Art contemporain

Post-communisme

L’Albanie d’aujourd’hui

Par Frédéric Bonnet · Le Journal des Arts

Le 22 novembre 2016 - 707 mots

MARSEILLE

Le MuCEM explore une Albanie contemporaine, où se révèle une société encore marquée par la dictature et en pleine définition de son identité.

MARSEILLE - Les scènes artistiques qui se développent dans les pays de l’ancien bloc communiste sont toujours pour beaucoup, plus d’un quart de siècle après la chute du mur de Berlin, marquées par ce passé qui infuse encore intensément dans les pratiques contemporaines.
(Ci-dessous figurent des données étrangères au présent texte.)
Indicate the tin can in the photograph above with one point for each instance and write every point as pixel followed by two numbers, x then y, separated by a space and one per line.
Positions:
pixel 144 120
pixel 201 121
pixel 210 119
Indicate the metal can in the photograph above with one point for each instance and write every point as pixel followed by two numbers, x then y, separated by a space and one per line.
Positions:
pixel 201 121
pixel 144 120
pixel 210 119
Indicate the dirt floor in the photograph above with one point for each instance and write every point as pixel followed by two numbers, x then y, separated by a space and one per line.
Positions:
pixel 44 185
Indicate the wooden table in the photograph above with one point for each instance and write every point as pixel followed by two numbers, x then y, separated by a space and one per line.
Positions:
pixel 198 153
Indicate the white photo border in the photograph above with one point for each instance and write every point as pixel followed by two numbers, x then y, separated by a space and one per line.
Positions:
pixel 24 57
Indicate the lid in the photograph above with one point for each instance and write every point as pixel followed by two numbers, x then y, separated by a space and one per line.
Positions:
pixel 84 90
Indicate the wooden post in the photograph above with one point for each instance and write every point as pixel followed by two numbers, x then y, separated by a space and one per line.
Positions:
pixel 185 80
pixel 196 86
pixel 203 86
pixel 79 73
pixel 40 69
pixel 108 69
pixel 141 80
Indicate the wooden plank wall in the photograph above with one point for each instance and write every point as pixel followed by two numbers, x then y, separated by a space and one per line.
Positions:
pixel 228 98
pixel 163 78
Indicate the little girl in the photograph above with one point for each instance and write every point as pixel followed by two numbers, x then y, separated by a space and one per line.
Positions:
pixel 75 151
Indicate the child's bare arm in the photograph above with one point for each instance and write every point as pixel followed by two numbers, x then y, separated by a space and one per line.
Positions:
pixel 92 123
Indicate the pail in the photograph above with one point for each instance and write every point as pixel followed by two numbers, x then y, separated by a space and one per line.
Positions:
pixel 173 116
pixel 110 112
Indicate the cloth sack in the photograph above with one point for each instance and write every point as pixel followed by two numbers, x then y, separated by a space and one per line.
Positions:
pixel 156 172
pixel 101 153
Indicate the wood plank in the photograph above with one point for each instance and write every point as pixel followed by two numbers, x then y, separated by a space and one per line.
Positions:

À Marseille, l’exposition consacrée par le MuCEM à l’Albanie en atteste de nouveau, dans un accrochage d’autant plus bienvenu qu’il éclaire un pays qui n’offre encore que très peu de visibilité sur son terreau culturel.
S’il est un reproche à adresser à cette exposition, dont le titre « Albanie, 1 207 km est » renvoie à la distance séparant Marseille de Tirana, la capitale du pays, c’est d’être bien trop courte.

Installée dans le bâtiment Georges Henri Rivière, seule une salle aux dimensions modestes lui est dévolue, à côté de laquelle une autre accueille le célèbre film d’Anri Sala Dammi i Colori (2013), qui a largement contribué à donner une réalité visuelle à la ville. L’artiste s’y promène en voiture en compagnie d’Edi Rama, actuel Premier ministre du pays et alors maire de la cité qui, sans doute parce qu’il est aussi peintre et entretient une certaine utopie relative au pouvoir de l’art, avait lancé un vaste programme de coloration des façades. Une initiative dont Anri Sala, ainsi qu’il en fait part dans un entretien publié dans le catalogue de l’exposition, juge néanmoins les effets concrets : « Edi Rama savait que pour ressusciter, chez une population légitimement lasse, la vision du commun, il fallait réveiller l’espoir sans imposer une idéologie. […] [Les couleurs] incarnaient un outil politique qui voulait arracher la ville des limbes où elle se trouvait et faire décamper le scepticisme concernant l’avenir. »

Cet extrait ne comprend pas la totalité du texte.